We don't want to impute nor anything else since these are empty texts we cannot use for prediction.

In [5]:
df.isnull().sum()

target          0
text            0
tokenized    3696
filtered     3819
stemmed      3819
dtype: int64

In [47]:
dfm = df.dropna()
dfm.index = range(1,len(dfm) + 1)

In [48]:
len(df)-len(dfm)

3819

### Vectorize with TF-IDF

`[TODO: Bag of Words, N-grams]`

In [85]:
#import pandas as pd
#test0 = dfm.loc[:50000, ].copy()
#test1 = dfm.loc[1546181:1596180, ].copy()
#test = pd.concat([test0,test1])
#test0.shape, test1.shape

# use function that feeds data to see learning curves... overfitting? underfitting?

In [93]:
# get np array for target values
y = np.array(dfm.iloc[:, 0]).ravel() # change to dfm

# instantiate a vectorizer
vectorizer = TfidfVectorizer(sublinear_tf=True)

In [94]:
def get_accuracy(vectorizer, X, y):
    
    start = time.perf_counter()
    
    # vectorize
    X_fit = vectorizer.fit_transform(X)
    
    # split into train and test sets
    X_train, X_test, y_train, y_test = \
    train_test_split(X_fit, y, test_size=0.2, random_state=42)
    
    print('Accuracy')
    
    # Naive Bayes
    NB_model = MultinomialNB()
    
    # fit and make predictions
    NB_model.fit(X_train, y_train)
    y_predict_nb = NB_model.predict(X_test)
    accuracy = accuracy_score(y_test, y_predict_nb)
    print(''.join(['NB: ' , str(round(accuracy, 4))]))
    
    # Logistic Regression
    LR_model = LogisticRegression(solver='lbfgs', max_iter=1000)

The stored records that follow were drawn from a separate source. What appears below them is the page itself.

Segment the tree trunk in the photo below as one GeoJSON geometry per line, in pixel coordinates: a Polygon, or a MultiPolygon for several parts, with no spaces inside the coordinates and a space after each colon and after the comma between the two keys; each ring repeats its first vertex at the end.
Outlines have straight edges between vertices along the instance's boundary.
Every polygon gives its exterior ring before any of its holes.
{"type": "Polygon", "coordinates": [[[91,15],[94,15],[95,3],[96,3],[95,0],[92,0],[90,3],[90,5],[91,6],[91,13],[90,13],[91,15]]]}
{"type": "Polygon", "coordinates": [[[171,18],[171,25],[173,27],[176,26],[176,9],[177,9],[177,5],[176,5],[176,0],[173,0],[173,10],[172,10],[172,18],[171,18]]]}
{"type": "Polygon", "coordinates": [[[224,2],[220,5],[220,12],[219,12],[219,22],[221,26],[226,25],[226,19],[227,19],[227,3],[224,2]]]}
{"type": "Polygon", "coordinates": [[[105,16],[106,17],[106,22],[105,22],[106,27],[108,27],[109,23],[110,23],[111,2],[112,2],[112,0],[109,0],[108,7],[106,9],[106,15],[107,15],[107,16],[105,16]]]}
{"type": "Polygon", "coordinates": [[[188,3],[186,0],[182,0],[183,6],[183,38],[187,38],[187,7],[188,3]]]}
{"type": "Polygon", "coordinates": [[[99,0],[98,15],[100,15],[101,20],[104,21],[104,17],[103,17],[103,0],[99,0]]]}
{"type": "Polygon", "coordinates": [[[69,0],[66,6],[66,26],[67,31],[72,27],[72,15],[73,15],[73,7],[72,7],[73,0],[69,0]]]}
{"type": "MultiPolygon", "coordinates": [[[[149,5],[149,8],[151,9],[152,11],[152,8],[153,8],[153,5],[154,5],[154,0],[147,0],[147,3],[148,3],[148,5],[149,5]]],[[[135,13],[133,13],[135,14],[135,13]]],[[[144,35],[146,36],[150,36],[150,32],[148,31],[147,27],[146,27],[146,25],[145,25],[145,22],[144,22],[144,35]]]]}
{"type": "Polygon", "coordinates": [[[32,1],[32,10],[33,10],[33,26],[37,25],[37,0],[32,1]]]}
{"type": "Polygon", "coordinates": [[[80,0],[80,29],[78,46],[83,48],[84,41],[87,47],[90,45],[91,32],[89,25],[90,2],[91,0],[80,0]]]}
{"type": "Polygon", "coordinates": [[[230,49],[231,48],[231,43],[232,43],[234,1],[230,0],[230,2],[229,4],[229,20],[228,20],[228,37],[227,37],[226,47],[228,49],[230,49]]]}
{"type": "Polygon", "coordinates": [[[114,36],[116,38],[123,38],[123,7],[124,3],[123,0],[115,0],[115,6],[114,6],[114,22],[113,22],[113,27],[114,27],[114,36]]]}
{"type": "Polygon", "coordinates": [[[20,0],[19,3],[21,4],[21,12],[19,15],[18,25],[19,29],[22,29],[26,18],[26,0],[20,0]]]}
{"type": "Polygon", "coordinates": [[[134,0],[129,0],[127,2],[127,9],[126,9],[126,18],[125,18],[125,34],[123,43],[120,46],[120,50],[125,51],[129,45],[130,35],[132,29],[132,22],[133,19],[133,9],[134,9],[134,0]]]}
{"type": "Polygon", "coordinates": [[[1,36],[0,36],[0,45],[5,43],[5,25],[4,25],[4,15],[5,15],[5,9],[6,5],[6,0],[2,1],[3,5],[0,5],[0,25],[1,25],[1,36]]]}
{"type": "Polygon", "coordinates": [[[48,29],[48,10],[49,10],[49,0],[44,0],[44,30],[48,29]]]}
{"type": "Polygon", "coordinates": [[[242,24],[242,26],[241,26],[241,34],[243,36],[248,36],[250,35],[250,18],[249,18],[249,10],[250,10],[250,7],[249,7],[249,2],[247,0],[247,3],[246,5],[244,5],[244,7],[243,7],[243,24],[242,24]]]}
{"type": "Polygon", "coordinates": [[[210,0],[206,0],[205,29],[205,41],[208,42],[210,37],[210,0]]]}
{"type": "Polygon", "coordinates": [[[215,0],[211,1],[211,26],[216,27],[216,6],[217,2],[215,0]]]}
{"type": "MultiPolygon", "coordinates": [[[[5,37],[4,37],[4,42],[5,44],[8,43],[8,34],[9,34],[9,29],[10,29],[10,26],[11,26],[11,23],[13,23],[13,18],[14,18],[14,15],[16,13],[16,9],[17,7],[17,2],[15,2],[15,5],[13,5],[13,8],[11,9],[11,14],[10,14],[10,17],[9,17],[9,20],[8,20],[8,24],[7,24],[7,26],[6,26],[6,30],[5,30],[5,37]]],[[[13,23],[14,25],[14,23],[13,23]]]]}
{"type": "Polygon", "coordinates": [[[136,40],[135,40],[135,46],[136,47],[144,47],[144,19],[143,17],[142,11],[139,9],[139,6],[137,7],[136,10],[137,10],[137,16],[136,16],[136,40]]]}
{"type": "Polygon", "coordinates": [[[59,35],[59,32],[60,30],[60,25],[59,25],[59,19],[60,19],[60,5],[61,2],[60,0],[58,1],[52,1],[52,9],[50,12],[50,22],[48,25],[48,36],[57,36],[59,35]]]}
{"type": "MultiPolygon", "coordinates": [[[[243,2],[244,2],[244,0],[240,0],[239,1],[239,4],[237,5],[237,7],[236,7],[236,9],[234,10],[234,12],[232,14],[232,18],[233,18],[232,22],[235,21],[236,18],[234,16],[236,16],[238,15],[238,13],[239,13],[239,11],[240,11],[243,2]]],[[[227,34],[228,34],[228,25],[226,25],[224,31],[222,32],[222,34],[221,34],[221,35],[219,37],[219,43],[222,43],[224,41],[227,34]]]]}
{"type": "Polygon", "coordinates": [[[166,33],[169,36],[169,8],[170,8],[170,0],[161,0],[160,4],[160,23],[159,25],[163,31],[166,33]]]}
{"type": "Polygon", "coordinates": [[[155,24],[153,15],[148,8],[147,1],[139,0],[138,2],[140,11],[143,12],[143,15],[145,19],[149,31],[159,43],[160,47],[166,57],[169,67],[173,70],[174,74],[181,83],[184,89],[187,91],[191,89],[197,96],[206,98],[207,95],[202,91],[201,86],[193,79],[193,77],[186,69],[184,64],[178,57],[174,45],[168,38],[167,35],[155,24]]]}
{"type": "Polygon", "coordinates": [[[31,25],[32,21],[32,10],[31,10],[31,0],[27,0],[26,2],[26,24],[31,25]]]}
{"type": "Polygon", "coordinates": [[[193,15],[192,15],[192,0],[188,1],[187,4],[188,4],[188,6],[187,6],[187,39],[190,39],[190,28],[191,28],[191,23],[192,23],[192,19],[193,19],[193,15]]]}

    # fit and make predictions
    LR_model.fit(X_train, y_train)
    y_predict_lr = LR_model.predict(X_test)
    accuracy = accuracy_score(y_test, y_predict_lr)
    print(''.join(['LR: ' , str(round(accuracy, 4))]))
    
    finish = time.perf_counter()
    print(f'Finished in {round(finish-start, 2)} secs')   

### Original

In [95]:
X = np.array(dfm.iloc[:, 1]).ravel()
get_accuracy(vectorizer, X, y)

Accuracy
NB: 0.7747
LR: 0.8045
Finished in 298.03 secs


### Tokenized

In [96]:
X = np.array(dfm.iloc[:, 2]).ravel()
get_accuracy(vectorizer, X, y)

Accuracy
NB: 0.7755
LR: 0.8006
Finished in 243.62 secs


### Filtered

In [97]:
X = np.array(dfm.iloc[:, 3]).ravel()
get_accuracy(vectorizer, X, y)

Accuracy
NB: 0.7748
LR: 0.7997
Finished in 220.1 secs


### Stemmed

In [98]:
X = np.array(dfm.iloc[:, 4]).ravel()
get_accuracy(vectorizer, X, y)

Accuracy
NB: 0.7701
LR: 0.7946
Finished in 247.27 secs


Use other vectorization techniques, apply feature extraxtion and feature selection, implement other ML models.